I can explain how I use this setup and a bit why, but let me say this FOG was originally developed and intented (IMO) to be a one site local image deployment tool. Moving it to an enterprise level was not (and is still not) the focus of the developers. (Understand this is my opinion only and not a reflection of the current state of FOG, its developers, my role as a Moderator, or FOGs usefulness). To make FOG really enterprise ready the FOG Project needs a few more developers (i.e. the current core team can’t do everything) that are skilled in multisite organizations. The current structure of a single master node and multiple storage nodes is really geared towards a single (possibly large) site and not a disperse organization. The storage nodes don’t have their own databases and can not stand alone if needed, they need direct and immediate access to the master node (typically at HQ, connected over a low bandwidth connection). The second issue with FOG is that the levels of access control is very limited, you are either an administrator with full access to everything or you are a mobile user who can only deploy. In a multi-site situation you may need to limit certain administrators to specific deployment servers or to limit what systems they can deploy images to. I would hate to have an IT tech at site A accidentally deploy a new image to an unsuspecting computer/user at site B. The current level of access control would allow that.

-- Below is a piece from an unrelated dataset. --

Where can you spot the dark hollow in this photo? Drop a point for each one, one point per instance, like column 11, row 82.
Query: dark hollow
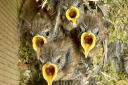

To address those concerns I (myself not as a Moderator) took the existing FOG system and twisted it a bit to work in my environment how I mostly needed it to work. Eventually this multi-master setup could be a real thing with a little coding, but today is just something I concocted that is not supported by the FOG Project.
(be aware that this is totally made up organization) To keep things simple lets say I have 3 location NYC, ALT, LA and ATL is HQ. At each location I have a fully functional FOG server. It is the Master Node for each site. At LA (since it is a big campus) I also have a storage node. So on the LA FOG Server (master node) I have a storage group called… “LA storage group”. Now at ATL (HQ) I have 2 fully functional FOG server FOG-ATL and FOG-DEV. On the FOG-ATL server (FOG deployment server for the ATL site) There is a storage group created called “Biz storage group” that includes FOG-ATL, FOG-LA, and FOG-NYC. And finally at HQ I have a storage group created on FOG-DEV “Dev storage group” that includes FOG-DEV and FOG-ATL. So now you see I have have basically 3 storage group rings.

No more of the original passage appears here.